Behalve deze speelse tekstvormen staan er een contactadvertentie (van de wilde kameel), een In memoriam (voor de Pyrenese steenbok), een radio-interview (tussen de dikdik en het nijlpaard) en een oproep aan Bambi (het witstaarthert) om eindelijk eens op te groeien, in het boek. Oh en een chatgesprek tussen het wilde zwijn en haar tamme zus. En een ingezonden mededeling van de Kaapse buffel aan de toeristen die een safari plannen.
Plus een heleboel gedichten over andere evenhoevigen, die stuk voor stuk onverwachte inkijkjes in hun leven en karakter bieden.
Een rijk geschakeerd, modern, uiterst grappig en informatief boek in heerlijke DumonTaktaal en indrukwekkend passende tekeningen van Annemarie van Haeringen.
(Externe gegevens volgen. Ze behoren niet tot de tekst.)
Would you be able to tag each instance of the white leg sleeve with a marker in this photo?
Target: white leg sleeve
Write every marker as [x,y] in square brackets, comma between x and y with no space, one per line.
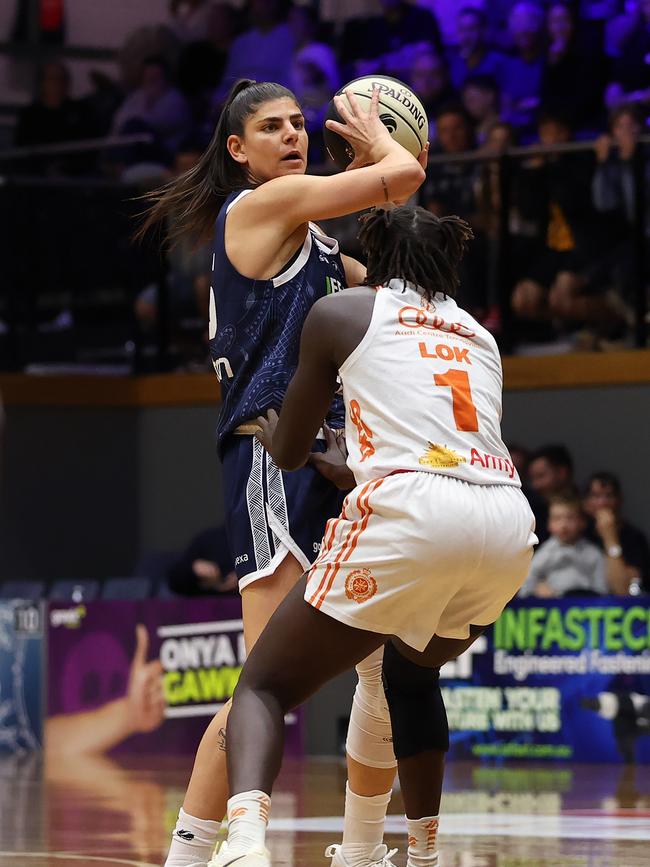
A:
[370,737]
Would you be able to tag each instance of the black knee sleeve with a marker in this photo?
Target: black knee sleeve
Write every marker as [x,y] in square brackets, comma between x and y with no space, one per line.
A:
[417,711]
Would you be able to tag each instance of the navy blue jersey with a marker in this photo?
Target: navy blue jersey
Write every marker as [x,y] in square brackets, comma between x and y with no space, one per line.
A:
[255,325]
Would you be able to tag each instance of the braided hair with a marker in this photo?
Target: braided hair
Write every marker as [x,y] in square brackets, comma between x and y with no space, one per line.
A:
[414,245]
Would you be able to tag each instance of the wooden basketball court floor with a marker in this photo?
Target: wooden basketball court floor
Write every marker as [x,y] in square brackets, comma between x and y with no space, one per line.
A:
[102,811]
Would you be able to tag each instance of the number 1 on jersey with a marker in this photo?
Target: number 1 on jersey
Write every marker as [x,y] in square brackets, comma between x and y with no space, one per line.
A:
[461,397]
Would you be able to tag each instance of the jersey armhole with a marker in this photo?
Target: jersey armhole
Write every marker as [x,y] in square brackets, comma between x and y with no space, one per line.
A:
[375,320]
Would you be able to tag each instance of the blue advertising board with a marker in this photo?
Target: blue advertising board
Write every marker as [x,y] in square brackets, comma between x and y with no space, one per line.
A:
[556,679]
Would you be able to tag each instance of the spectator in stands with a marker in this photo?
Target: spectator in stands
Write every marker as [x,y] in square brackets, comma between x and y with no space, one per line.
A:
[449,188]
[481,99]
[156,104]
[523,86]
[472,55]
[191,19]
[561,291]
[630,80]
[429,78]
[52,118]
[613,181]
[550,474]
[314,76]
[189,267]
[625,546]
[566,563]
[206,567]
[386,42]
[262,51]
[574,78]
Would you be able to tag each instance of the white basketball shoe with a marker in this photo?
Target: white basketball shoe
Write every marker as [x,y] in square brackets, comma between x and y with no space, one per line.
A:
[380,856]
[253,858]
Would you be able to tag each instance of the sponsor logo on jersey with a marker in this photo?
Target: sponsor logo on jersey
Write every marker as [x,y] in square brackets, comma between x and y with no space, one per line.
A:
[440,456]
[333,285]
[360,585]
[421,317]
[492,462]
[364,433]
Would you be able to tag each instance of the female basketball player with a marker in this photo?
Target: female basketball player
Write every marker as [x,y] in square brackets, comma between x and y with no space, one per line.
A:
[270,265]
[430,546]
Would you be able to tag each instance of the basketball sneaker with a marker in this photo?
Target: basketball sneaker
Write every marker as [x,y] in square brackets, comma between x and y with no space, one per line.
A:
[380,857]
[253,858]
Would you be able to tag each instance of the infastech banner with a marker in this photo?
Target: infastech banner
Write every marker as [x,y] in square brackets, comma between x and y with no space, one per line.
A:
[555,679]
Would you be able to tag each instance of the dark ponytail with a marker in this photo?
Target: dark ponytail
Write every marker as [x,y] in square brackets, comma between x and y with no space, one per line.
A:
[193,200]
[414,245]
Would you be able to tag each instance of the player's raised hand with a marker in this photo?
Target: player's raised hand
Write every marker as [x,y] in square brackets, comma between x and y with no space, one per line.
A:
[363,130]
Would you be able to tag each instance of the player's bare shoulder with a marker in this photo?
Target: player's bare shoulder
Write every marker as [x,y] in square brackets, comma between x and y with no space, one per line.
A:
[341,320]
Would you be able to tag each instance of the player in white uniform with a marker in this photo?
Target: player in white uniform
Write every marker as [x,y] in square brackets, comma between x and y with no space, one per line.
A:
[432,543]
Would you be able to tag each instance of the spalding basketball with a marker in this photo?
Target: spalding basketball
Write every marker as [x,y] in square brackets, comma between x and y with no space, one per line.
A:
[399,109]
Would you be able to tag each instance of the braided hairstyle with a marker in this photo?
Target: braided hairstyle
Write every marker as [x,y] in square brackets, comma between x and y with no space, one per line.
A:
[413,244]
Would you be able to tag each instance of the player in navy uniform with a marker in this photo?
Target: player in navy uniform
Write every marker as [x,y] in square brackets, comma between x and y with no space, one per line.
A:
[270,265]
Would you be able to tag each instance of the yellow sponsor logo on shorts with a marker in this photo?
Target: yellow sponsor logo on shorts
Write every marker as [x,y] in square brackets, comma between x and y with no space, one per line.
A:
[440,456]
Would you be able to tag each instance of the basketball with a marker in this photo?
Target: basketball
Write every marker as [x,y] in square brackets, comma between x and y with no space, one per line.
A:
[399,109]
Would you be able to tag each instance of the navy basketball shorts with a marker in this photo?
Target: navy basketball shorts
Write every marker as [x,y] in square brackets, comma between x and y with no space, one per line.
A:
[270,513]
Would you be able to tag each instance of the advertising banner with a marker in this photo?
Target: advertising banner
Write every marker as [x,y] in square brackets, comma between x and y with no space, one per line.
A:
[555,679]
[148,676]
[21,676]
Met als kers op de taart twee kleine rode laarsjes op de rug van de giraf.
Leeftijd 9+

Nooit eerder had hij een rivier gezien. Het was een glad, kronkelend wezen dat gorgelend dingen vastgreep en ze met een borrelende lach weer losliet. Alles glansde en glinsterde, bubbelde en ritselde. De Mol was betoverd. Hij liep langs de rivier zoals je loopt naast iemand die je de meest spannende verhalen vertelt.
[…] Het waren de beste verhalen van de wereld, vanuit het hart van de aarde op reis naar de zee.
[…]
‘…in boten…of mét boten,’ ging de Rat onverstoorbaar verder, terwijl hij overeind kroop. ‘Erin of eruit, dat maakt niet uit, dat is het plezier ervan. Of je op je bestemming aankomt of ergens anders, of zelfs als je nooit ergens komt, je bent altijd bezig. Je hóéft nooit iets te doen, maar als je het dan toch doet, is er altijd weer iets anders om te doen. En je kunt het dan meteen doen, maar liever niet.
Kenneth Grahame. Uit: De wind in de wilgen. Illustraties Ernest H. Shepard. Vertaling Reggie Naus. Ploegsma, 2018.
Deze klassieker opnieuw laten vertalen en uitbrengen: wat een fijne actie van uitgeverij Ploegsma. Wie is niet groot geworden met het heerlijke verhaal over Mol en Pad, Das, Rat en het Wilde Woud?
Maar de vorige vertaling was sleets en oubollig, waardoor huidige generaties het boek links lieten liggen. Met deze aanstekelijke, kwieke vertaling van kinderboekenschrijver Reggie Naus kunnen Nederlandse kinderen weer jaren vooruit. De taal van de nieuwe uitgave is fris en snel, helder en prachtig poëtisch waardoor het boek weer dichtbij de belevingswereld van kinderen, en volwassenen,  komt. De oorspronkelijke tekeningen zijn gehandhaafd, nog steeds even sfeervol en grappig als altijd.
Leeftijd 5+

1. Huis

zo was het toen pup
en in het huis kwam met kit:
de baas was er al.

pup was klein en kit was klein
en de baas zei:
pup is pup
en
kit is kit.
dit ben ik.
dit is mijn huis.
ik ben de baas.

pup keek en was blij.
hij gaf de baas een lik.
pup zei: baas, jij bent van mij, van mij
en hij gaf nog een lik.

kit keek en keek en keek
en zei: mauw.

pas toen de baas
haar een bal gaf met een bel er in
en een bol wol
en een bak die heel vol was,
pas toen zei kit:
goed baas,
dan ben ik ook jouw kit.
en gaf hem een lik.
[…]
Edward van de Vendel. Uit: Pup en Kit. Tekeningen Floor de Goede. De Eenhoorn, 2018.
Boeken voor beginnende lezers zijn vaak nogal suf en saai. Leesbevorderend werkt dat natuurlijk niet.
De verhalen in dit boek over een klein katje en hondje zijn verre van saai, maar juist vrolijk, spannend en grappig en ook de tekeningen zijn geweldig.
Kinderen die nog niet lang kunnen lezen zullen smullen van de avonturen van Pup en Kit  in hun nieuwe huis, die in 20 korte hoofdstukjes van eenlettergrepige woorden worden verteld.
Leeftijd: vanaf 6 jaar.

 

Er heeft vannacht een sneeuwman
in de tuin gestaan. Een konijn kwam
tevoorschijn en keek zo lief

dat de sneeuwman ervan smolt.
Hij boog zich voorover om het konijn
teder te kussen en plotseling beet

het beest hem in zijn neus. Het rende weg
met in zijn bek de wortel die hij uit
het gezicht van de sneeuwman getrokken had.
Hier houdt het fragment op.